Neurologic involvement is classic in B12 deficiency, how is it manifested, and what treatment should be prevented?

Answer 26

-Sensory abnormalities such as numbness, tingling, loss of fine sensation) occur first. Then, loss of propioception or perception of movement and spatial orientation can be seen. As a the deficiency progresses, ataxia or loss of coordination of muscle movements can be observed, along with spasticity and gait disturbances. Plus a positive Babinski reflex, in where extension rather than flexion is observed in response to stroking the sole of the foot.

It is important to correctly diagnose B12 deficiency before adminstering too much folate, since neurologic damage can be exarcebated.

Question 27

What is a good marker to detect folate and vit B12?

Answer 27

plasma homocysteine, since both folate and vit B12 are required for the synthesis of methionine from homocysteine. Thus, an elevated level o_f homocysteine_ will indicate deficiency of folate or vit B12.

Question 28

What is a good indicator of Vit B12 deficiency but but folate?

Answer 28

Methylmalonic acid

Question 29

Describe Sideroblastic Anemia:

Answer 29

Sideroblastic anemias are a heterogeneous group of disorders with deposits of iron in mitochondria of erythroid precursors. The sequence below summarizes the pathophysiology.

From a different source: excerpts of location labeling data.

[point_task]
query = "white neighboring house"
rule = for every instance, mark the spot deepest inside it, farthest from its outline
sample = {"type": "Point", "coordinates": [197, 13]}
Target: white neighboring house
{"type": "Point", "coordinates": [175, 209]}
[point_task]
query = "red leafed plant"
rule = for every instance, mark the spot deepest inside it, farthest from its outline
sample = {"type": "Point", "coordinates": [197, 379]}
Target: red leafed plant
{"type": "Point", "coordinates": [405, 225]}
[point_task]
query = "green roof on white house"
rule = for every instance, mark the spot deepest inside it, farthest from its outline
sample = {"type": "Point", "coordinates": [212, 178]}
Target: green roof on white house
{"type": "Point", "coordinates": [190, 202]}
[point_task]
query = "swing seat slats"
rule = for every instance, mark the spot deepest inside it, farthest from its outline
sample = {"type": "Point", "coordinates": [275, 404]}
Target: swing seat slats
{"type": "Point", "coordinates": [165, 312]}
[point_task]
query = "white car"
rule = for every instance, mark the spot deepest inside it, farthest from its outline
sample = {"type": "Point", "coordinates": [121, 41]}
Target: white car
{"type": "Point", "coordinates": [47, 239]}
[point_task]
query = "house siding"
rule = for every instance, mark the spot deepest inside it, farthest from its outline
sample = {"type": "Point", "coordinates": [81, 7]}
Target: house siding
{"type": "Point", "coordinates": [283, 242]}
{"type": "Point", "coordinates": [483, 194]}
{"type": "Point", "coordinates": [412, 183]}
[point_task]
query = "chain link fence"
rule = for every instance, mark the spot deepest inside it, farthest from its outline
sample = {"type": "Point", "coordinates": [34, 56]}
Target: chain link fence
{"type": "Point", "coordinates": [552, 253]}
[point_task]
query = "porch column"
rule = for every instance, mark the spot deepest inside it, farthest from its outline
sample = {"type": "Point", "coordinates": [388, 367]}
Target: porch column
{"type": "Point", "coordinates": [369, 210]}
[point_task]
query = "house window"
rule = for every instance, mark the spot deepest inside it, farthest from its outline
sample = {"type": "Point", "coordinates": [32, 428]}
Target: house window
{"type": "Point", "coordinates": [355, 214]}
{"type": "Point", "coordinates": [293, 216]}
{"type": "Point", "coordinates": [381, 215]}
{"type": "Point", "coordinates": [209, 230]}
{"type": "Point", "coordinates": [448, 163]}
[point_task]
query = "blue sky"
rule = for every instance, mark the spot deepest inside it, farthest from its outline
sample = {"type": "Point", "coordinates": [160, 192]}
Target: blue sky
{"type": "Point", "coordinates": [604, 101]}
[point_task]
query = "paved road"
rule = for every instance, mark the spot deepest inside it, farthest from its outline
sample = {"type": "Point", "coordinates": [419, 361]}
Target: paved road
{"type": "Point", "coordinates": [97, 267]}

1) Impaired production of protoporphyrin or incorporation of iron in heme
2) Accumulation of iron in mitochondria forming a ring around the nucleus
3) Ring sideroblasts (Prussian stain)

Clinical findings

Variable anemia; hypochromic, microcytic RBCs; Pappenheimer bodies (precipitated iron in mitochondria), particularly in marrow normoblasts; accumulation of stored iron.

How do you treat it?

The treatment includes vitamin B6 (some respond), supportive care (including transfusions) or treatment of a reversible secondary cause. Iron overload is treated with chelation therapy (desferal or newer oral chelators).

Question 30

What is the mother of all inflammatory transcription factors?

Answer 30

NF-kB

Question 31

TLR-4 recognizes:

TLR-2 bind:

Answer 31

Lipopolyssacharides, which are part of the wall of gram-NEGATIVE bacteria.

Peptidoglycan, which is found in gram-POSITIVE bacteria.

Question 32

How are the immune tactics for T and B cells different?

Answer 32

B cells: protect th extracellular spaces of the body. For example, tissue fluids, blood, and secretions-by releasign antibodies into these fluids.

T cells: they themselves survey the surfacs of the body cell’s, looking for ones that have ingested antigens, have parasites, or are mutated.

T cells recognize antigens by means of their surface receptors, ► which see antigens presented by the newly - arrived DC. When a T cell does so, it’s activated, proliferates, and the daughters travel throughout the body until they reach places where antigen has invaded. There they are restimulated by local antigen - presenting cells and release a family of short - range mediators called lymphokines ( Definition: cytokines made by a lymphocyte) . These mediators call up a much - augmented inflammatory response by attracting and activating monocytes and macrophages, which are specialized for phagocytosis and destruction.